GUNOTO SAPARIE. Lahir di Kendal, Jawa Tengah, 22 Desember 1955. Pendidikan formal Sekolah Dasar Kadilangu Cepiring Kendal, Sekolah Menengah Pertama Cepiring Kendal, Sekolah Menengah Ekonomi Atas Kendal, dan Akademi Uang dan Bank Yogyakarta dan Sekolah Tinggi Ilmu Komunikasi Semarang. Pendidikan informal Madrasah Ibtidaiyyah Islamiyyah Tlahab Gemuh Kendal dan Pondok Pesantren KH Abdul Hamid Tlahab Gemuh Kendal.

Selain menulis puisi, juga mencipta cerita pendek, novel, esai, kritik sastra, dan artikel/opini berbagai masalah kebudayaan, pendidikan, agama, ekonomi, dan keuangan.

Kumpulan puisi tunggalnya yang telah terbit adalah Melancholia (Damad, Semarang, 1979), Solitaire (Indragiri, Semarang, 1981),  Malam Pertama (Mimbar, Semarang, 1996),  Penyair Kamar (Forum Komunikasi Wartawan Pendidikan dan Kebudayaan Jawa Tengah, Semarang, 2018), dan Mendung, Kabut, dan Lain-lain (Cerah Budaya, Jakarta, 2019).

Kumpulan esai tunggalnya Islam dalam Kesusastraan Indonesia (Yayasan Arus, Jakarta, 1986). Kumpulan cerita rakyatnya Ki Ageng Pandanaran: Dongeng Terpilih Jawa Tengah (Pusat Bahasa, Jakarta, 2004) dan Mendung, Kabut, dan Lain-lain (Cerah Budaya, Jakarta, 2019).

Ia pernah menerbitkan antologi puisi bersama Korrie Layun Rampan berjudul Putih! Putih! Putih! (Yogyakarta, 1976) dan Suara Sendawar Kendal (Karawang, 2015).
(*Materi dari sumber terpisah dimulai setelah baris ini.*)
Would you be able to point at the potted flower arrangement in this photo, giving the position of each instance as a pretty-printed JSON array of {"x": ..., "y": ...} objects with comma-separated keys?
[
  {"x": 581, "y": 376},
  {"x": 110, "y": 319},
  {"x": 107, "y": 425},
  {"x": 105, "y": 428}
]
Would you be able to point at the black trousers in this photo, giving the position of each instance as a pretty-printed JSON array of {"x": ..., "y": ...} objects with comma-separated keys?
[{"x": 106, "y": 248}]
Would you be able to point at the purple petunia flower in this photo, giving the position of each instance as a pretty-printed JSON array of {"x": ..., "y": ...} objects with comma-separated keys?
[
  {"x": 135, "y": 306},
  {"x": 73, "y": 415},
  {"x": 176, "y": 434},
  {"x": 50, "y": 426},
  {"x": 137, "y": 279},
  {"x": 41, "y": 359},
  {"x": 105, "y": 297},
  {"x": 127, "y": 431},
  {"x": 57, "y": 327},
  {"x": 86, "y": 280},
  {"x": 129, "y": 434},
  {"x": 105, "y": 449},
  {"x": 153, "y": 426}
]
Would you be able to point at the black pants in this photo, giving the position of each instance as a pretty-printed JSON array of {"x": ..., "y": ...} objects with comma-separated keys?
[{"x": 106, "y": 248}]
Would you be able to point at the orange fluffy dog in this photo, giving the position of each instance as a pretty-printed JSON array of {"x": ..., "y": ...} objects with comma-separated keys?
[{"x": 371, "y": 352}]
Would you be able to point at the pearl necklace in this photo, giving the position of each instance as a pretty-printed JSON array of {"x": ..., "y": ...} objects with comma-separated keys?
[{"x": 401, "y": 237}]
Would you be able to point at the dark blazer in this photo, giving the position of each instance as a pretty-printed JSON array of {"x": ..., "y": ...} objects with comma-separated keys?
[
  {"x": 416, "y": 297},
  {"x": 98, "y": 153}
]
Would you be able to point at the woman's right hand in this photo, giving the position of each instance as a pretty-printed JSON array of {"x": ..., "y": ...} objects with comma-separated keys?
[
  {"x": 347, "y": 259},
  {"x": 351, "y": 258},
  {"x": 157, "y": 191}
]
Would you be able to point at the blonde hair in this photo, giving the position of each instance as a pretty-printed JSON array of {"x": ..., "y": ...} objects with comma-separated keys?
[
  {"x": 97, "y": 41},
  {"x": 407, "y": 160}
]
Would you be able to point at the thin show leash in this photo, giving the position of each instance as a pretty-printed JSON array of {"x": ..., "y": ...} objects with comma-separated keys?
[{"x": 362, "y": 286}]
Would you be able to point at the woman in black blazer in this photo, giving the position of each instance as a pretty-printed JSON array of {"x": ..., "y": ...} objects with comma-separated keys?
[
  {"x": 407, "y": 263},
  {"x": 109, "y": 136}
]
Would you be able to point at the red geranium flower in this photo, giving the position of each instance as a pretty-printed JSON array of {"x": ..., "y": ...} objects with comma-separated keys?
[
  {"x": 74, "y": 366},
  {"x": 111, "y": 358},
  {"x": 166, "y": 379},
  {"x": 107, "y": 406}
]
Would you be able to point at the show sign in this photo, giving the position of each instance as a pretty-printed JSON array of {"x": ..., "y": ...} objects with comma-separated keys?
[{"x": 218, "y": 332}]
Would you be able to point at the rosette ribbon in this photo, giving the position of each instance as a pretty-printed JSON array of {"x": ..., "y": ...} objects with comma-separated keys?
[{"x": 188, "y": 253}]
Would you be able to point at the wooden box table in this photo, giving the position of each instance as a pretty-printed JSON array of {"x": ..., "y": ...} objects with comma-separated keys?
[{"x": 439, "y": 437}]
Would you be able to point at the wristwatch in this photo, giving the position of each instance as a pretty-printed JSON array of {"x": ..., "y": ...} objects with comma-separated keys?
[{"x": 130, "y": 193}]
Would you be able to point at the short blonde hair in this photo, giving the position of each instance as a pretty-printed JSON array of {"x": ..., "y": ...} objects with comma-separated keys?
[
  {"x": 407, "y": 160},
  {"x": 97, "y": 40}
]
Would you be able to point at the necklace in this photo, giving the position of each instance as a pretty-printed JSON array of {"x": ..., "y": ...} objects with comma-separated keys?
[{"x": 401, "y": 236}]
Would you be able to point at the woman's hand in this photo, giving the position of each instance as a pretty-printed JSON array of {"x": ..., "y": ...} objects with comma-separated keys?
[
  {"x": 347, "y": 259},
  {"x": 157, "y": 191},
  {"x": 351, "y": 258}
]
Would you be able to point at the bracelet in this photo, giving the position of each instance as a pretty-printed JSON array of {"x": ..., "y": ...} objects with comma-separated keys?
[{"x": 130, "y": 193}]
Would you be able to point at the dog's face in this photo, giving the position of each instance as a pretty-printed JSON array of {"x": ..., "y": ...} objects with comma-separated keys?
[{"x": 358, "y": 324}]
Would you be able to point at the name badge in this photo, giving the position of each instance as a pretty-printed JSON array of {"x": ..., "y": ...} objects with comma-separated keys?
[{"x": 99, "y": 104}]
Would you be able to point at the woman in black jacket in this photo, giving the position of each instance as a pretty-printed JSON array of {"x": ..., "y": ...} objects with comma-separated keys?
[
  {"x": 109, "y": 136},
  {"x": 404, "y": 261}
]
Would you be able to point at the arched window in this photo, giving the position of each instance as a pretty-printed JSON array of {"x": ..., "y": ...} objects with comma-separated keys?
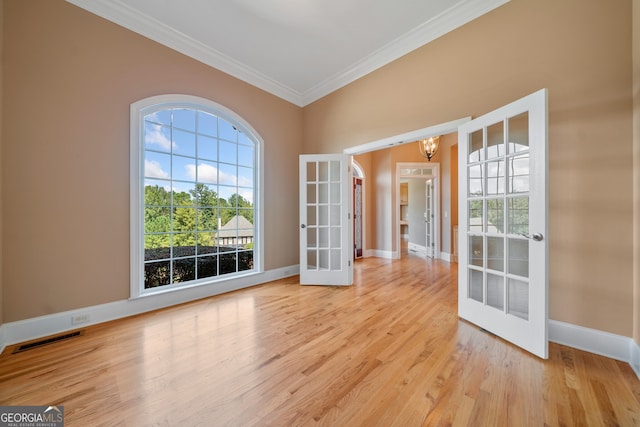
[{"x": 194, "y": 204}]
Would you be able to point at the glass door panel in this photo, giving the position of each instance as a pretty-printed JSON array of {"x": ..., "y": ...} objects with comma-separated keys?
[
  {"x": 324, "y": 212},
  {"x": 503, "y": 269}
]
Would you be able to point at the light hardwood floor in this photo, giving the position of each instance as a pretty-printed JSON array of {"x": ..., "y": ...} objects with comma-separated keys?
[{"x": 388, "y": 351}]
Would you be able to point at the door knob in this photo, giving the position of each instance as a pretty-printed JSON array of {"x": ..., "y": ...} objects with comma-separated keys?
[{"x": 535, "y": 236}]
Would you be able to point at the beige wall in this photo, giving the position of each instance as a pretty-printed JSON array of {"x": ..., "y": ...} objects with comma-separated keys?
[
  {"x": 581, "y": 51},
  {"x": 1, "y": 169},
  {"x": 69, "y": 79},
  {"x": 636, "y": 168}
]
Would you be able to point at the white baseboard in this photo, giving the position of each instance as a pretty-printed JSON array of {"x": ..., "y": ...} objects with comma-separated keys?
[
  {"x": 605, "y": 344},
  {"x": 422, "y": 250},
  {"x": 635, "y": 358},
  {"x": 376, "y": 253},
  {"x": 38, "y": 327}
]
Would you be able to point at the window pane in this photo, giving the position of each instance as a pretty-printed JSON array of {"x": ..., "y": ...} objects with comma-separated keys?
[
  {"x": 476, "y": 288},
  {"x": 228, "y": 152},
  {"x": 519, "y": 215},
  {"x": 157, "y": 220},
  {"x": 495, "y": 177},
  {"x": 476, "y": 180},
  {"x": 495, "y": 253},
  {"x": 207, "y": 266},
  {"x": 207, "y": 124},
  {"x": 227, "y": 131},
  {"x": 157, "y": 246},
  {"x": 184, "y": 270},
  {"x": 157, "y": 137},
  {"x": 227, "y": 174},
  {"x": 495, "y": 216},
  {"x": 476, "y": 147},
  {"x": 207, "y": 148},
  {"x": 475, "y": 215},
  {"x": 245, "y": 155},
  {"x": 157, "y": 274},
  {"x": 518, "y": 298},
  {"x": 476, "y": 256},
  {"x": 184, "y": 168},
  {"x": 495, "y": 140},
  {"x": 519, "y": 174},
  {"x": 519, "y": 133},
  {"x": 198, "y": 212},
  {"x": 184, "y": 143},
  {"x": 157, "y": 165},
  {"x": 184, "y": 119},
  {"x": 161, "y": 117},
  {"x": 228, "y": 263},
  {"x": 519, "y": 257},
  {"x": 245, "y": 260},
  {"x": 495, "y": 291}
]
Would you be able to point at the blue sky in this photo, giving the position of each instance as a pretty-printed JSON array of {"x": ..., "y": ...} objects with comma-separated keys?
[{"x": 213, "y": 139}]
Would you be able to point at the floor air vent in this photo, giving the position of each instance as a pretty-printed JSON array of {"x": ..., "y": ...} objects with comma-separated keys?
[{"x": 50, "y": 340}]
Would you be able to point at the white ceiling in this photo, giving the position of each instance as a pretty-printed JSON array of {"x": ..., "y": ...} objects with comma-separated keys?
[{"x": 299, "y": 50}]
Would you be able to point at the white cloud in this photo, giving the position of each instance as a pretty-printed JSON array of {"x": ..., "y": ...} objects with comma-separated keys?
[
  {"x": 210, "y": 174},
  {"x": 154, "y": 136},
  {"x": 152, "y": 169},
  {"x": 247, "y": 194}
]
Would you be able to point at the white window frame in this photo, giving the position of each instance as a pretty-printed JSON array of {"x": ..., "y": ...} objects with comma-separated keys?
[{"x": 138, "y": 110}]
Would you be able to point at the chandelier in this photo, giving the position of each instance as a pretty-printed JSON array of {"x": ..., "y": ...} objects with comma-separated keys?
[{"x": 429, "y": 146}]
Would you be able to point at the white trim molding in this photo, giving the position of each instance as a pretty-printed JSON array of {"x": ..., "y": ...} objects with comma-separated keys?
[
  {"x": 119, "y": 12},
  {"x": 419, "y": 249},
  {"x": 606, "y": 344},
  {"x": 38, "y": 327},
  {"x": 635, "y": 357}
]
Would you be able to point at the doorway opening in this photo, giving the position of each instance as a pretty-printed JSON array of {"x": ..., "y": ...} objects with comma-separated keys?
[{"x": 418, "y": 209}]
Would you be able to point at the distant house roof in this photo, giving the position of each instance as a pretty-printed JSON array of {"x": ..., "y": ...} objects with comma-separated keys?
[{"x": 237, "y": 226}]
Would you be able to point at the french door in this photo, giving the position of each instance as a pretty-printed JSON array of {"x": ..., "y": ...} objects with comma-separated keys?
[
  {"x": 326, "y": 248},
  {"x": 429, "y": 219},
  {"x": 503, "y": 256},
  {"x": 357, "y": 218}
]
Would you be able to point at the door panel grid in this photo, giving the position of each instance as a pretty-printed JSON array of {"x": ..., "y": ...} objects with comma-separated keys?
[
  {"x": 503, "y": 259},
  {"x": 498, "y": 197}
]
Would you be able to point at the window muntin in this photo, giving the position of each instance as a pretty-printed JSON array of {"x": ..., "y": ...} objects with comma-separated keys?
[{"x": 197, "y": 207}]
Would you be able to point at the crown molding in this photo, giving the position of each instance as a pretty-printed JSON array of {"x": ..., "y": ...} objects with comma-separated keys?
[
  {"x": 120, "y": 13},
  {"x": 456, "y": 16}
]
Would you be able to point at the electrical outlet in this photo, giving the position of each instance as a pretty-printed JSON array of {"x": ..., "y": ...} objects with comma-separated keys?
[{"x": 79, "y": 318}]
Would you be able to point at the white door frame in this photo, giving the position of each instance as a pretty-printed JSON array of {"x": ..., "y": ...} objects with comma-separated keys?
[
  {"x": 526, "y": 329},
  {"x": 356, "y": 166},
  {"x": 406, "y": 138},
  {"x": 436, "y": 208},
  {"x": 326, "y": 237}
]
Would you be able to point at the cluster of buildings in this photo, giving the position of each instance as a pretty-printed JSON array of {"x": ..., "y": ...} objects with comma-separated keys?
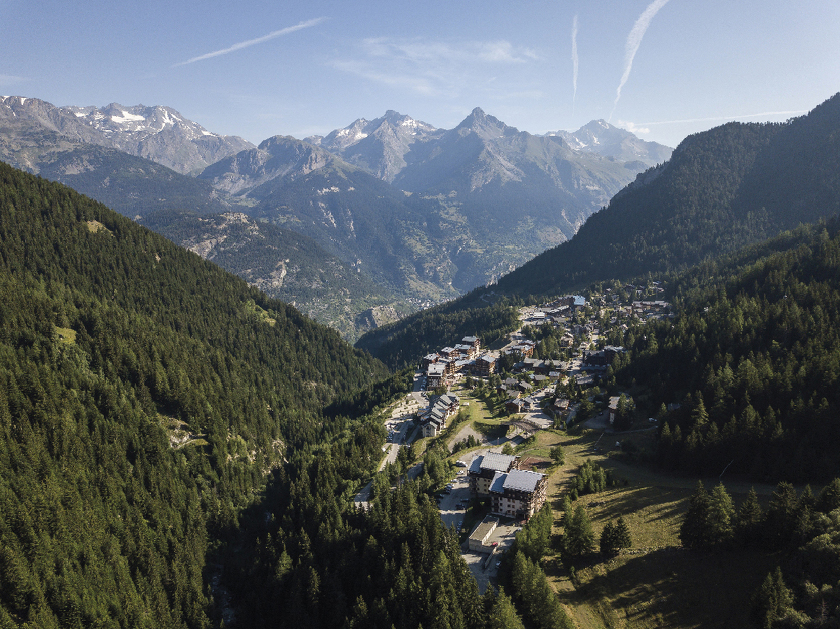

Puisi-puisinya terhimpun dalam berbagai antologi bersama para penyair Indonesia lain, termasuk dalam Kidung Kelam (Seri Puisi Esai Indonesia - Provinsi Jawa Tengah, 2018).

Saat ini ia menjabat Pemimpin Redaksi Kampus Indonesia (Jakarta) dan Tanahku (Semarang) setelah sebelumnya menjabat Redaktur Pelaksana dan Staf Ahli Pemimpin Umum Koran Wawasan (Semarang). Sempat pula bekerja di bidang pendidikan, konstruksi, dan perbankan. Aktif dalam berbagai organisasi, antara lain dipercaya sebagai Ketua Umum Dewan Kesenian Jawa Tengah (DKJT), Fungsionaris Ikatan Cendekiawan Muslim Indonesia (ICMI) Wilayah Jawa Tengah, Ketua Forum Komunikasi Wartawan Pendidikan dan Kebudayaan Jawa Tengah (FKWPK), Pengurus Yayasan Cinta Sastra, Jakarta, dan Ketua III Komite Seni Budaya Nusantara (KSBN) Jawa Tengah.

Sebelumnya sempat menjadi Wakil Ketua Seksi Budaya dan Film PWI Jawa Tengah dan Ketua Ikatan Penulis Keluarga Berencana (IPKB) Jawa Tengah. Sering diundang menjadi pembaca puisi, pemakalah, dan juri berbagai lomba sastra di Indonesia dan luar negeri.